For comparison, na was not added 2 CO 3 SiO obtained by the process according to the invention 2 As a carrier, a catalyst was prepared by the same method and designated Ni 2 P/SiO 2 Unmodified catalysts according to the invention.
The Ni is 2 P/Na 2 CO 3 -SiO 2 The catalyst is used for the reaction of preparing methylcyclohexane by hydrogenating m-cresol:
ni is added with 2 P/Na 2 CO 3 -SiO 2 The catalyst is used for the experiment of preparing methylcyclohexane by the selective hydrogenation of m-cresol. The method comprises the steps of taking a mixture of decalin and n-dodecane as a solvent, wherein the mass fraction of n-dodecane is 80%, and preparing a reaction solution system with the mass fraction of phenol being 5%. Adding Ni 2 P/Na 2 CO 3 -SiO 2 Catalytic reactionThe catalyst and the phenol solution have the mass ratio of 0.002:1, the reaction kettle is sealed, the nitrogen leakage detection is carried out, the hydrogen is introduced after the hydrogen is replaced for three times, and the reaction is stopped after stirring and reacting for 1 hour at the temperature of 250 ℃ and the pressure of 3 MPa; the reaction vessel was cooled to room temperature, hydrogen was purged, the reaction mixture was decanted, and the supernatant was analyzed for product composition by gas chromatography. Experimental results show that Ni 2 P/Na 2 CO 3 -SiO 2 Catalyst meta-cresol conversion>99.9% methylcyclohexane selectivity was 99.9%. Under the same conditions, ni 2 P/SiO 2 The conversion of m-cresol without Al catalyst is only 64.7%, and the selectivity of methylcyclohexane is 91.0%, which shows that Na is added 2 CO 3 The effect of (3) is obvious. This is mainly due to the Na added during the preparation of the support 2 CO 3 The hydrogen carbonate and the hydroxyl are generated by hydrolysis, and when the hydrogen carbonate is decomposed to release gas at high temperature, defect positions are formed on the surface of the carrier, and the defect positions can regulate and control the coordination environment of Ni, so that the hydrogenation activity of the catalyst is improved.
Examples
This example illustrates Ni 2 P/Na 2 CO 3 -SiO 2 Preparation of the catalyst and m-cresol catalytic hydrogenation experiments.

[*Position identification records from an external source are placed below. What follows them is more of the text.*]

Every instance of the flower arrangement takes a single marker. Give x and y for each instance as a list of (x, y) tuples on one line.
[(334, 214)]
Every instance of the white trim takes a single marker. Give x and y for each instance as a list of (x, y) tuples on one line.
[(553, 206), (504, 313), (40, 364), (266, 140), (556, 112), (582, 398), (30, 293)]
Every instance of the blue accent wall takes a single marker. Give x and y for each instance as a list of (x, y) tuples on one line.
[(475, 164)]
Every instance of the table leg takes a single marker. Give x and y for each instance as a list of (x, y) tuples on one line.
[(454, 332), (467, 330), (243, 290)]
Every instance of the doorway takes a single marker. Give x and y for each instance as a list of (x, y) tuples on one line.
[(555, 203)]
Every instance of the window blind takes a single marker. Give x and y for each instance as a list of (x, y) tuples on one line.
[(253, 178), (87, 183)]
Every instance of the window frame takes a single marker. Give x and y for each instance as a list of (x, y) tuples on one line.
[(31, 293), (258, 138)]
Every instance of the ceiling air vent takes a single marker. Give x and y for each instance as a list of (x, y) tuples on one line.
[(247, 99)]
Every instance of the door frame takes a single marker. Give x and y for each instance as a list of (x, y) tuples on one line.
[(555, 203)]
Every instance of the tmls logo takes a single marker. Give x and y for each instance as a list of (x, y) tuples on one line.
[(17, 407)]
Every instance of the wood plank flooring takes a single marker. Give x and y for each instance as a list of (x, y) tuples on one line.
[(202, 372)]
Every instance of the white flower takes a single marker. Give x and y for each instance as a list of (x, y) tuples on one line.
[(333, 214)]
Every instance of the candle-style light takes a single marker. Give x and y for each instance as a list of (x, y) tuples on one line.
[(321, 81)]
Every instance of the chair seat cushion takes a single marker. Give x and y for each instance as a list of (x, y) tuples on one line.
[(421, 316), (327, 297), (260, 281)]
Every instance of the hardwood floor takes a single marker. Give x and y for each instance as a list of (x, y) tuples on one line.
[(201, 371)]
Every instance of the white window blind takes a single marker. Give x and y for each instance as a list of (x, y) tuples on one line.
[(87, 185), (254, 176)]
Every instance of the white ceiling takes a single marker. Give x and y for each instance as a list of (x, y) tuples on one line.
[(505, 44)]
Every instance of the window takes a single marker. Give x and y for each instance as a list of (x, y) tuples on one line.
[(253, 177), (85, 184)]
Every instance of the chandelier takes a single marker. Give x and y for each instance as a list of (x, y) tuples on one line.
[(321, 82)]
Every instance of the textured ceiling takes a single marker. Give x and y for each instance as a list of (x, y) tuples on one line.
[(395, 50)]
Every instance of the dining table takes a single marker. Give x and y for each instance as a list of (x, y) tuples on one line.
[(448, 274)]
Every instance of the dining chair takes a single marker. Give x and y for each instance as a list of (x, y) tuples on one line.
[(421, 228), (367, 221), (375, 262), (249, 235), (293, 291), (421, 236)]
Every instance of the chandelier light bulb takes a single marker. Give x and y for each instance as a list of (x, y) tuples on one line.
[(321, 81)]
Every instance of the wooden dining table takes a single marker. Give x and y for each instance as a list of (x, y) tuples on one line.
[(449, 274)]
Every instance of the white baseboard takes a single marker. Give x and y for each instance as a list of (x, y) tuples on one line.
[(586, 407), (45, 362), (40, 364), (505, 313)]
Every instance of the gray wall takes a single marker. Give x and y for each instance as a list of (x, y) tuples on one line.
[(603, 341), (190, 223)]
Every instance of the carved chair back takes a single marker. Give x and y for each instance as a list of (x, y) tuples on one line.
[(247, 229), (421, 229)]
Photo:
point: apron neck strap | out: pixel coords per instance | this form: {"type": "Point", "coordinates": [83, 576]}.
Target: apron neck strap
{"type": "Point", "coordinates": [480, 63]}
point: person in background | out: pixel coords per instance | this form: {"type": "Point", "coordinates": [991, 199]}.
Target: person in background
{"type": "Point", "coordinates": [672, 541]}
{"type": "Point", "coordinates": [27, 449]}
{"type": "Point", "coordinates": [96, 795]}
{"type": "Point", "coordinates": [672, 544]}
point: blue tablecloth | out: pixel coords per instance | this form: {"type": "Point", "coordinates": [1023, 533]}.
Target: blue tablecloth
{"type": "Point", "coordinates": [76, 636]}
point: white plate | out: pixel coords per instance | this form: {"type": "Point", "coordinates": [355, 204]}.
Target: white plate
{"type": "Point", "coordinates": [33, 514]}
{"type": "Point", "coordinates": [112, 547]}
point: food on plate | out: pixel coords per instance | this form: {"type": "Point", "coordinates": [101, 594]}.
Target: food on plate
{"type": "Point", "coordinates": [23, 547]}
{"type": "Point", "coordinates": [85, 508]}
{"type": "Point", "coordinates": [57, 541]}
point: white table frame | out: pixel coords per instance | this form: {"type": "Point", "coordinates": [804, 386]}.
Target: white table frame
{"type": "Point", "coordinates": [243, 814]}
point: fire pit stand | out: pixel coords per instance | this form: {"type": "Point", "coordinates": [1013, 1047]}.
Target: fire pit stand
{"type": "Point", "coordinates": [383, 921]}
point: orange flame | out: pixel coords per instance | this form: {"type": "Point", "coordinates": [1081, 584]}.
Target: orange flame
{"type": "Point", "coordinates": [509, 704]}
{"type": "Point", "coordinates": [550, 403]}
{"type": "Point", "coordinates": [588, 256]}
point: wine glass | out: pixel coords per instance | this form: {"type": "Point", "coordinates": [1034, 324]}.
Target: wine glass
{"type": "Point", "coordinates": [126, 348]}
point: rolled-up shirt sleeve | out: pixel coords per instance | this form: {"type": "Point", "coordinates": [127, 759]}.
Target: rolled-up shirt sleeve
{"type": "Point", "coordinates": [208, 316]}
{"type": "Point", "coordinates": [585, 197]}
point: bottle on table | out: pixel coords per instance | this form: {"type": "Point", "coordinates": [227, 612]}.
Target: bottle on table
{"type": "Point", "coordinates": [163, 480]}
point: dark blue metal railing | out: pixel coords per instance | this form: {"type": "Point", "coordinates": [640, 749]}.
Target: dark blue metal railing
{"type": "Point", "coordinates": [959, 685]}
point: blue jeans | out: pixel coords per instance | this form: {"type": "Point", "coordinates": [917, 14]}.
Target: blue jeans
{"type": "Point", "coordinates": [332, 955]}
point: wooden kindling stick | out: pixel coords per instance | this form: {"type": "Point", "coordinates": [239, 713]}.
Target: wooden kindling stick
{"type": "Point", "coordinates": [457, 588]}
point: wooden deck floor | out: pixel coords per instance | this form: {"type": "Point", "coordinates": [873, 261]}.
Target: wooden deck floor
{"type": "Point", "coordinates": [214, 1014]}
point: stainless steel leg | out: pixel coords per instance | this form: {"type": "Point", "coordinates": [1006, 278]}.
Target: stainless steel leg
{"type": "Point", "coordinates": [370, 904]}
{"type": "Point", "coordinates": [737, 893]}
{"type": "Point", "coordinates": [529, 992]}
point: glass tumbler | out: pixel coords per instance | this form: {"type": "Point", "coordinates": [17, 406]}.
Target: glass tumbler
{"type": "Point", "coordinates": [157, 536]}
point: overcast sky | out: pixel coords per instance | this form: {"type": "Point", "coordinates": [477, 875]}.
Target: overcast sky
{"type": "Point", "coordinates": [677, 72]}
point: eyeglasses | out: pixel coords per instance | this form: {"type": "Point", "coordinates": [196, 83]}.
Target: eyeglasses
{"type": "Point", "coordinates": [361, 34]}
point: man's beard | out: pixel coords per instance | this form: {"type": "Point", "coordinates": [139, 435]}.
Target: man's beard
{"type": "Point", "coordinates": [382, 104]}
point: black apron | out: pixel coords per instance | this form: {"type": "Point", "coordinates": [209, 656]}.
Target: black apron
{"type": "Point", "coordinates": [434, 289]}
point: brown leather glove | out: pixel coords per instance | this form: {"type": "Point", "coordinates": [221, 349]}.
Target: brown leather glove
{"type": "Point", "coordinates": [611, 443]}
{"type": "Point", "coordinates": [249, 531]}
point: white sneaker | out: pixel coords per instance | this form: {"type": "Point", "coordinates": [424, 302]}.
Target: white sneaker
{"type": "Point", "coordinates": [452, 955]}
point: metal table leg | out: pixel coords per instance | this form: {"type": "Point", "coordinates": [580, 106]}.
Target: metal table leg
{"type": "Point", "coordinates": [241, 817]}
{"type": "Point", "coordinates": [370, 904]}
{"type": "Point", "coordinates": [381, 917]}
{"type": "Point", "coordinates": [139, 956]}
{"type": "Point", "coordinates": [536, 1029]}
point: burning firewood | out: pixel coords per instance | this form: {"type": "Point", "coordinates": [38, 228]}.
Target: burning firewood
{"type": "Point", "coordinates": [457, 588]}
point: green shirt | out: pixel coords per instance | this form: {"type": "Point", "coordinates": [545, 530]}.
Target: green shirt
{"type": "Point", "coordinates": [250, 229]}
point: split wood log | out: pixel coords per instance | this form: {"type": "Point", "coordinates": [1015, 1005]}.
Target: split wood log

(1) Na 2 CO 3 -SiO 2 Preparation of the carrier:
(a) 1.4 mmol of triethanolamine, 3.7 mmol of sodium o-hydroxy benzoate and 1.7 mmol of cetylammonium bromide were weighed out, dissolved in 75mL and stirred ultrasonically at 80℃for 30 min.
(b) Adding 12 mL tetraethyl orthosilicate into the solution obtained in the step (a), stirring for 60min by ultrasonic, and adding a certain amount of Na 2 CO 3 (Si/Na 2 CO 3 The molar ratio is 20:1), after the pH value of the solution is regulated to 9 by ethanolamine, the ultrasonic stirring is continued for 15 min, and the solution is placed in an 80 ℃ oven for constant temperature 2 h. After cooling to room temperature, filtration, washing with ethanol and water alternately 6 times, and vacuum drying at 50 ℃ for 24 hours. The obtained white powder was calcined at 600℃in a muffle furnace for 4 h to give Na 2 CO 3 -SiO 2 A carrier.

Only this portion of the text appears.